McLellan, the insensate Prohibition zealot who aided in my exile and the denial of medicine for thousands of Canadians—and whose law firm represents the corporate beneficiaries of the Conservative government’s Marihuana for Medical Purposes Regulations program—is the official face of Trudeau’s “legalization”.
How does this task force have any credibility? It doesn’t, but that makes no difference to this government.
McLellan is refusing all interviews about her appointment. She knows her past beliefs are lunacy to others but others don’t count. Anyone who uses the word “scourge” to describe something is not likely to change her mind about that.
Scourge is a word worth paying attention to because it indicates a specific mindset. It’s much worse than “dangerous”. Dangers can be avoided or protections enacted.
Not so for a scourge. A scourge represents a curse, a menace, a plague, a bane of existence, doom, calamity, disaster. It’s a very grim word. It is in an entirely different emotional category. You will not be allowed to grow your own scourge.

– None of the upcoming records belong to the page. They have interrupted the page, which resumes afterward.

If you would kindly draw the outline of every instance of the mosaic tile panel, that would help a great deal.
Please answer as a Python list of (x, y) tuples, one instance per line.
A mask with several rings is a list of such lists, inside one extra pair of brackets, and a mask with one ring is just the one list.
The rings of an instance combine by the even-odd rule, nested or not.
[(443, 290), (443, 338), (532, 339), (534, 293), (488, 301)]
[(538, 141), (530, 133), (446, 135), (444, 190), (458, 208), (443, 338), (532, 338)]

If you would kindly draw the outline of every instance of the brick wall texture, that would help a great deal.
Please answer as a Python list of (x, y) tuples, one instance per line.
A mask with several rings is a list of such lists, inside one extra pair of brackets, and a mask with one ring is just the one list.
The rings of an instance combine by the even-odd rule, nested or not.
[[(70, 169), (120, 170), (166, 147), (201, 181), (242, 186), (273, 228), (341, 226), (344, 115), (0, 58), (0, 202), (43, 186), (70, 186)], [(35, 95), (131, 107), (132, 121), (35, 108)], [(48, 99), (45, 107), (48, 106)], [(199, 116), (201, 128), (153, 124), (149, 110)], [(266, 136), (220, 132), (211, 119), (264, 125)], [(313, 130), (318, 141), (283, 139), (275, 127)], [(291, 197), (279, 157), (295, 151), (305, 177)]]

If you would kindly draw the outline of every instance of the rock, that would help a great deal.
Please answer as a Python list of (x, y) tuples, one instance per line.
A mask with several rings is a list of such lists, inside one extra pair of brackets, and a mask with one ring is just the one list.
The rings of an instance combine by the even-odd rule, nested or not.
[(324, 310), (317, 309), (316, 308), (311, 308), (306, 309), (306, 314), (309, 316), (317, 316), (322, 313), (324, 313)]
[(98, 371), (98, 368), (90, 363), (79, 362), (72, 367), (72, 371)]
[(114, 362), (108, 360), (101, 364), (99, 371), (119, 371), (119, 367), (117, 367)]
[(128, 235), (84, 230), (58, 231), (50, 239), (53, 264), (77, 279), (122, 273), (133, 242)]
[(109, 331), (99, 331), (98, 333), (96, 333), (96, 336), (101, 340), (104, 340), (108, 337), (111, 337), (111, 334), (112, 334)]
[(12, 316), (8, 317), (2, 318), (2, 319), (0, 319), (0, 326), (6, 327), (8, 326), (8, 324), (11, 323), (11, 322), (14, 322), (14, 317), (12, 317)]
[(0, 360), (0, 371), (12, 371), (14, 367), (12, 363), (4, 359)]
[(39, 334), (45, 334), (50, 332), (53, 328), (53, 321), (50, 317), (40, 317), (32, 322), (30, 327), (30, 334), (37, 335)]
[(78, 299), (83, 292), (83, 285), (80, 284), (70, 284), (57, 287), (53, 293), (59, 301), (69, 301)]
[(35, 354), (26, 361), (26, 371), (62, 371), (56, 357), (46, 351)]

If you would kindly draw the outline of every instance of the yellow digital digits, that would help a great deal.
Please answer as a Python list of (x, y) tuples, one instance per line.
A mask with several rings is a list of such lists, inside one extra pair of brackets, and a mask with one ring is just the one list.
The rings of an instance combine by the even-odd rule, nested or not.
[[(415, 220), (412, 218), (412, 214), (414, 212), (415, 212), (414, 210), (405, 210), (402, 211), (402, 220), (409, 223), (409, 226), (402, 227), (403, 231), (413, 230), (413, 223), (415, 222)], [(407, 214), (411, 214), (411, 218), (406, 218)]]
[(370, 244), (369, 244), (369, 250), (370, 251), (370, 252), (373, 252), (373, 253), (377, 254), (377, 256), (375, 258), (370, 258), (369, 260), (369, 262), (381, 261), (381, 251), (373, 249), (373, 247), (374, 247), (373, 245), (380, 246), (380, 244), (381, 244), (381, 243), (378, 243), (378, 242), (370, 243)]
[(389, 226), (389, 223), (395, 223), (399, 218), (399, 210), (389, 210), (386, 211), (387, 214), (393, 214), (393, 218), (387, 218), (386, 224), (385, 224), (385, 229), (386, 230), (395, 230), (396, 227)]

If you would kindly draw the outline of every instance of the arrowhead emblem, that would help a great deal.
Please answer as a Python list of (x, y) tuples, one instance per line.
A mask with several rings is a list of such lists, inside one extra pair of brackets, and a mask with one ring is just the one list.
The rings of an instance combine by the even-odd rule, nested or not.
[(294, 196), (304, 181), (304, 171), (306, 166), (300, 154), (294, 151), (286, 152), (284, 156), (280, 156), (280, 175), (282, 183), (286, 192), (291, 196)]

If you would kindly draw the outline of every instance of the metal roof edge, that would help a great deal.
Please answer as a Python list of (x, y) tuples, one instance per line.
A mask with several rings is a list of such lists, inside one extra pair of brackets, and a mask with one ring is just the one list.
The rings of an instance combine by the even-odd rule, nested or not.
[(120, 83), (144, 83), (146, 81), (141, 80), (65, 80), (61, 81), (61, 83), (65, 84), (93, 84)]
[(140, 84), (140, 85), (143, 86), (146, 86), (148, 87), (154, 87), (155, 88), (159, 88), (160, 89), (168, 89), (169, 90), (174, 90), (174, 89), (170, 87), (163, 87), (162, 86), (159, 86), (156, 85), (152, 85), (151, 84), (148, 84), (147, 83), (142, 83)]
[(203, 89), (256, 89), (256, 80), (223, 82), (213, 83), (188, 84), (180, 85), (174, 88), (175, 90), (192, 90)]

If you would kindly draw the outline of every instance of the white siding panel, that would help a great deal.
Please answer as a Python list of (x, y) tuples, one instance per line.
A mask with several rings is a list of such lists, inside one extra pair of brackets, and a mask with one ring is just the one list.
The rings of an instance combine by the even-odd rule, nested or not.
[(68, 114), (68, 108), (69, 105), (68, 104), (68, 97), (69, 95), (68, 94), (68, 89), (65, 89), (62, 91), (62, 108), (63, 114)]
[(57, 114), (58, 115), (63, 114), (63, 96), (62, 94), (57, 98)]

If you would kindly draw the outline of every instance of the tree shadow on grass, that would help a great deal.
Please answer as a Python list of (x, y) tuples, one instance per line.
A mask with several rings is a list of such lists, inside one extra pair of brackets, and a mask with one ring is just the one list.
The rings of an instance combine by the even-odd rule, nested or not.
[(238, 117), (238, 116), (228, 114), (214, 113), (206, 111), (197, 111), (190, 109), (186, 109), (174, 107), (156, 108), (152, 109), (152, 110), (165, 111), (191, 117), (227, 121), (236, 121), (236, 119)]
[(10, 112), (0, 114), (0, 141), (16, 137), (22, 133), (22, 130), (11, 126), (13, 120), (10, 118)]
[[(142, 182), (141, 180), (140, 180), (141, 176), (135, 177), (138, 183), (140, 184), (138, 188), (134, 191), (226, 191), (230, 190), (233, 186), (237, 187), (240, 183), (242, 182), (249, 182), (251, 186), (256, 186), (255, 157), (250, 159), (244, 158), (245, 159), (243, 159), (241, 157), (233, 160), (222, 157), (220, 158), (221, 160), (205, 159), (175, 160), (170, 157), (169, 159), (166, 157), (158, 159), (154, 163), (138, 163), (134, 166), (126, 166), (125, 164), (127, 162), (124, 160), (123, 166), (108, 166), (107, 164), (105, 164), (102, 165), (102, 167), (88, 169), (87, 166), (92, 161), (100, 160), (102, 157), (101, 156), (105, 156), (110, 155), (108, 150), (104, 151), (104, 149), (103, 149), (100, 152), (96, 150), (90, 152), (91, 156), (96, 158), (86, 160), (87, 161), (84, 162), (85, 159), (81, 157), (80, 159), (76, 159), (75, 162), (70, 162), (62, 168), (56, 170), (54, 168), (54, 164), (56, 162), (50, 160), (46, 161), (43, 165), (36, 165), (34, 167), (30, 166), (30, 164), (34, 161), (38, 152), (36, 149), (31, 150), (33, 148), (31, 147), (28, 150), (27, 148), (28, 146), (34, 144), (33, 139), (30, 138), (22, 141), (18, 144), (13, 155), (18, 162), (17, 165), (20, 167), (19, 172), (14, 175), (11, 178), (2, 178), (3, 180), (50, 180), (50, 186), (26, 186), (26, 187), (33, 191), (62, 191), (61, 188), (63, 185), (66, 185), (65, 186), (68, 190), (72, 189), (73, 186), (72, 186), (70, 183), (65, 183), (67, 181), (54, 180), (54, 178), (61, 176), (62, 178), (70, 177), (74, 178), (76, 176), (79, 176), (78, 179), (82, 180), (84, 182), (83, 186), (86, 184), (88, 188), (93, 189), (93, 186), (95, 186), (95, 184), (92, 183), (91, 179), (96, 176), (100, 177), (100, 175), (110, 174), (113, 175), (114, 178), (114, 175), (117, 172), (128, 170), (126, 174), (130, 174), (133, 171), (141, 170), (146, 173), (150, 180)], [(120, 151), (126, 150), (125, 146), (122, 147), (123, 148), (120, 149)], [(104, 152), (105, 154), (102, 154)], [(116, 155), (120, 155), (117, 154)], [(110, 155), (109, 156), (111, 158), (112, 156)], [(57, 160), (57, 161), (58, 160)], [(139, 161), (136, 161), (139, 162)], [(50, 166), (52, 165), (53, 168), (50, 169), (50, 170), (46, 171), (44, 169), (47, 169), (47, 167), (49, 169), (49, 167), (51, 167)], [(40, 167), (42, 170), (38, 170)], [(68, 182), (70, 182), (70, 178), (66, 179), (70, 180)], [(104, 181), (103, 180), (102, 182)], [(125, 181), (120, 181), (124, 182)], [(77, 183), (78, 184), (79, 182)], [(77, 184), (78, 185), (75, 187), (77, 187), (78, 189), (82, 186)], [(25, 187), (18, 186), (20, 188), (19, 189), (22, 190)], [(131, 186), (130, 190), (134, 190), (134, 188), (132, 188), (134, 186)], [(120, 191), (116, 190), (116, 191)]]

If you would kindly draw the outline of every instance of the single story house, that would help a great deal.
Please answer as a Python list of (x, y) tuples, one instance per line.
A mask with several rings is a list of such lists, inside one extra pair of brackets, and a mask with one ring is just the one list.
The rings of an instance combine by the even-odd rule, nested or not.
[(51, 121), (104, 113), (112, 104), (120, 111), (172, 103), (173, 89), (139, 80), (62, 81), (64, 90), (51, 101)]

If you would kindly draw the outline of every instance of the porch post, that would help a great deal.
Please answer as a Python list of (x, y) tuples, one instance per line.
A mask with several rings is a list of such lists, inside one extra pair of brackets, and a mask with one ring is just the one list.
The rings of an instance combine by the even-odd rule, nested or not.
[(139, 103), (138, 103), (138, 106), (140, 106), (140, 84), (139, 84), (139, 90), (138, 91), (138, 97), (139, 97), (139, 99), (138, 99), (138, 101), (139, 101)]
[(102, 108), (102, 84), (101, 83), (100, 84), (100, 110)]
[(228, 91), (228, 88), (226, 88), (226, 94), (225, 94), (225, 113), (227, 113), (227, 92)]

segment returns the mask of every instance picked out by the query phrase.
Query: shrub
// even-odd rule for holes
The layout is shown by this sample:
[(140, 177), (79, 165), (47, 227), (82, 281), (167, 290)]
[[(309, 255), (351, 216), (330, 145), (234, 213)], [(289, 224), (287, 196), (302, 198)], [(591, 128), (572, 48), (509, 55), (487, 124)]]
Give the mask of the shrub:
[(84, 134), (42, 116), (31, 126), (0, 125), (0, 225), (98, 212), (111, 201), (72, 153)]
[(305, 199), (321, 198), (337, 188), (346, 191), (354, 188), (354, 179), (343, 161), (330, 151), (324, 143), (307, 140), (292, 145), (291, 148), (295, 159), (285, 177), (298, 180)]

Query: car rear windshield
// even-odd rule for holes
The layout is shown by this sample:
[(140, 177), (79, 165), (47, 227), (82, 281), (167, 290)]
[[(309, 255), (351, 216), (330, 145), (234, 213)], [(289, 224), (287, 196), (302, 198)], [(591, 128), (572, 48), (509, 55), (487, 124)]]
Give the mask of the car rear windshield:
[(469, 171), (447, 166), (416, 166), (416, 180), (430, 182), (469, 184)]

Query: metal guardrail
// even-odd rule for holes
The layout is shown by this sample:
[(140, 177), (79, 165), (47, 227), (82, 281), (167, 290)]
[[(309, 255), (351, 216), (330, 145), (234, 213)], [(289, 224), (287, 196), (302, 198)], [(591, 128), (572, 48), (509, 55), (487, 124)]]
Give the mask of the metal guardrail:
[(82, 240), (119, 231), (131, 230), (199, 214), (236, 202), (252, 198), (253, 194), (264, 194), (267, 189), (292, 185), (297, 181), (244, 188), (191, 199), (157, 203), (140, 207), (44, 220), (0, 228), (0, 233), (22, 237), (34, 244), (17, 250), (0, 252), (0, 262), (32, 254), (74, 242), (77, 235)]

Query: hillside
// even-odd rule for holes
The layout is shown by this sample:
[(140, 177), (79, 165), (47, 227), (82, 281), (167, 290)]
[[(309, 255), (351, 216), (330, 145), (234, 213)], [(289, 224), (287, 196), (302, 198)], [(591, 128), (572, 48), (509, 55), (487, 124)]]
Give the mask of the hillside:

In light of this, how can the public believe that anything is going to change the minds of Blair and McLellan? That’s why they were appointed. Bill and Anne are among the most adamant, longest-serving, influential, and hard-core prohibitionists in this country. They are proven ideological fanatics when it comes to marijuana.
Both were literally on the front lines of Prohibition for years. Bill the Narc was out there lying and busting on behalf of a drug squad that the Toronto Star has linked to a 30-year history of corruption. Later, he became police chief.
Anne was supplying the reefer-madness ideology, hysteria, and laws to keep drug cops like Bill employed.
This Prohibition pair are both working for a government intent on protecting Canada’s licensed producers, quite clearly.
They will pick other prohibitionists for this task force and begin their already predictable deliberations.